Standing on the muddy shore were two human shaped figures. As the team made there way towards them, the figure soon resolved themselves into the figure of Talia and the much larger one of Sergeant Drake. "You made it back," Talia said, sounding relieved. She reached down and helped Susan climb back up onto dry land, although in this case the land wasn't exactly that dry. "We were a little worried when that light suddenly appeared. What was that?"

"A memory," Susan replied, trying to wring some of the water out of her soaked uniform. She wasn't having much success though, and soon gave up.

Before Talia, or anyone else, could ask her what she meant by that remark, Sergeant Drake stepped in. "Captain," he said in his deep, gruff voice. "We are picking up a signal."

"From Major Logan?" she asked eagerly.

The sergeant shook his head. "No, we still haven't managed to raise the other rover. This signal is from the Sturt, a Captain Lawton to be precise."

"Then they are still alive," Susan said, relief showing on her face. "How far away are they?"

"About two kilometre's," Drake replied. He pointed over the swamp, back in the direction the Vorlon ship had been. "They're on the other side of this swamp though, so it is going to take us about thirty minutes to make our way around it. That's assuming that we can make our way around it at all."

Susan nodded. "Then we had better get going. Everyone back in the rover." She looked over at Melis. "And no more distractions. We have a job to do, and it is about time we started doing it."

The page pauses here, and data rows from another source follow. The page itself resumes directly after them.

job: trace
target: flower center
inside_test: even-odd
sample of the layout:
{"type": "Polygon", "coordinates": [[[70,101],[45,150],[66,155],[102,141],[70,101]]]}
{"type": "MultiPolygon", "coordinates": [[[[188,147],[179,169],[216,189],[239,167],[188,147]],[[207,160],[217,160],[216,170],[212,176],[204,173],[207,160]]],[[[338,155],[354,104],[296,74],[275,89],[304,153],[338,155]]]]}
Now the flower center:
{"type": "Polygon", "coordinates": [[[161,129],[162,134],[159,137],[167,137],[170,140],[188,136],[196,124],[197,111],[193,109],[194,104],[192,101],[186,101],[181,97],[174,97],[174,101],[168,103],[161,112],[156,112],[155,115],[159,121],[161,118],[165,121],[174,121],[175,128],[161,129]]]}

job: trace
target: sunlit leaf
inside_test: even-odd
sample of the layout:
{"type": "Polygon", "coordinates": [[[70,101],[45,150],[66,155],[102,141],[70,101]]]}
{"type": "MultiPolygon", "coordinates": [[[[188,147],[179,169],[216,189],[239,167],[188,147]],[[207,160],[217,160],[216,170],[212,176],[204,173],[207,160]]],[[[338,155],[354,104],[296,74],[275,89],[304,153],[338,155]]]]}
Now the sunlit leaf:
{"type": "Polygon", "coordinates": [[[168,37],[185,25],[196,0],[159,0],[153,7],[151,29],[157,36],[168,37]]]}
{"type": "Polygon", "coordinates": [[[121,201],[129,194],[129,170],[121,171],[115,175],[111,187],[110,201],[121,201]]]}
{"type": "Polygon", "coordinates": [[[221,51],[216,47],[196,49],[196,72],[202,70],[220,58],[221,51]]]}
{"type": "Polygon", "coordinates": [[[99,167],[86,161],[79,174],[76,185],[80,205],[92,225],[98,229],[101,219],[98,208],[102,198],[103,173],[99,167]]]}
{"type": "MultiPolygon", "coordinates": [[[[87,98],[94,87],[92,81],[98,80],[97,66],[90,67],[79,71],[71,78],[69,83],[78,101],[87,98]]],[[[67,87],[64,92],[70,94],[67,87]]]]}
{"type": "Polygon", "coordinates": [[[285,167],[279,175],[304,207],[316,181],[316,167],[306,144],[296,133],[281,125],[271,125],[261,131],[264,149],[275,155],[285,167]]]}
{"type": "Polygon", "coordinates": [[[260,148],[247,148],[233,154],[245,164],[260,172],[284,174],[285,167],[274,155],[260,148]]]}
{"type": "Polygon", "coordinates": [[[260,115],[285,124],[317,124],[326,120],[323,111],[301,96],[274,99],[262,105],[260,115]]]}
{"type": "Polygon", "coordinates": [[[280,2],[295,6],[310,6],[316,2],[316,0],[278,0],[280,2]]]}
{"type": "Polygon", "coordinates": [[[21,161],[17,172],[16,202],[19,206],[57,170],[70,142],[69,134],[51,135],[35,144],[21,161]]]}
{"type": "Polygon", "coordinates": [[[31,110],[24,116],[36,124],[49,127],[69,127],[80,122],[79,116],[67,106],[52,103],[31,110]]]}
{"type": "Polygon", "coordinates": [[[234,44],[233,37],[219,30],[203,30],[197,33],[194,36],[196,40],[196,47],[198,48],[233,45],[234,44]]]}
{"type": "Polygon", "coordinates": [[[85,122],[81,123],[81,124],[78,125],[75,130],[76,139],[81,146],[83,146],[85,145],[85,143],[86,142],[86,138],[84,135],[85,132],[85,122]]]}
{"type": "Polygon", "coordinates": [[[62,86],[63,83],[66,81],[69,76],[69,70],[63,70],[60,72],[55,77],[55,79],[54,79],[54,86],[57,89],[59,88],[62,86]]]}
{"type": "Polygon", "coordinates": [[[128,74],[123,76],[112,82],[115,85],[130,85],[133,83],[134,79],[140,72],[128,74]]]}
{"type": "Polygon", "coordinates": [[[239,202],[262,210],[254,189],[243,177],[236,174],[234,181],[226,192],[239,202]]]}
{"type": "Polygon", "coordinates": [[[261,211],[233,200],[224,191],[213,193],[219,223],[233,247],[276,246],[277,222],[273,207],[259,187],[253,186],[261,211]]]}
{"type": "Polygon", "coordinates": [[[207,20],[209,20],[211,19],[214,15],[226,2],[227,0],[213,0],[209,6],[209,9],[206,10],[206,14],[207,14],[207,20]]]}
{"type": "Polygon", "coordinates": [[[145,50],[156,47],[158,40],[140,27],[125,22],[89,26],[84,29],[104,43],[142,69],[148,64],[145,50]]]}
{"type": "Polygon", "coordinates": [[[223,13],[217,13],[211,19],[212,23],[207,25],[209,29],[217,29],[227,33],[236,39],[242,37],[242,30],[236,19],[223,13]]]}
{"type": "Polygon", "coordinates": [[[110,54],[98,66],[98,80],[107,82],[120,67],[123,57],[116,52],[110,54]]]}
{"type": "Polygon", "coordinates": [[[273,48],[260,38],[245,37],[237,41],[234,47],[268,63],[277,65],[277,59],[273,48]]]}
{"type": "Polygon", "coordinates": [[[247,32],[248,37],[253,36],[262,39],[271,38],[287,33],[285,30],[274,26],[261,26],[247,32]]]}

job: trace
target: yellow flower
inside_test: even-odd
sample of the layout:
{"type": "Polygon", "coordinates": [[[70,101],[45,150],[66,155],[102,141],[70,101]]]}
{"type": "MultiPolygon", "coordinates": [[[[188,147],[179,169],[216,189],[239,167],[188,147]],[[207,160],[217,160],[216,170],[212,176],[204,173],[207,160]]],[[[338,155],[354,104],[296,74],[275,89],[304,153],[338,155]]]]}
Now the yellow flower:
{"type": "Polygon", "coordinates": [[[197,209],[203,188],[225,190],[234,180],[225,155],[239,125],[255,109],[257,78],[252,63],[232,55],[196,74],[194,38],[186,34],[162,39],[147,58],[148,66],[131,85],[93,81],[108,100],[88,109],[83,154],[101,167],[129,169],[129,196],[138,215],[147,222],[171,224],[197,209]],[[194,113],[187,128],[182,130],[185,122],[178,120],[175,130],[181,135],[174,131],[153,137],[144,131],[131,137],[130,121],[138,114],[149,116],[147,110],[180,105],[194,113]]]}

"What about Major Logan," Drake asked.

"Hopefully she will be waiting for us at the Sturt. If she isn't, then we will worry about sending out a search party. Now let's get moving."

There was a general movement towards the rover, with only Melis dragging his heels, still looking wistfully in the direction of the Vorlon ship. Then, with an almost forlorn resignation, he also climbed aboard and the rover started up again, backing its way towards solid ground. Behind them the mist began to clear once more, and the island appeared again. This time though, there was no sign of any Vorlon ship, just a pile of tangled vegetation and blackish-grey dust.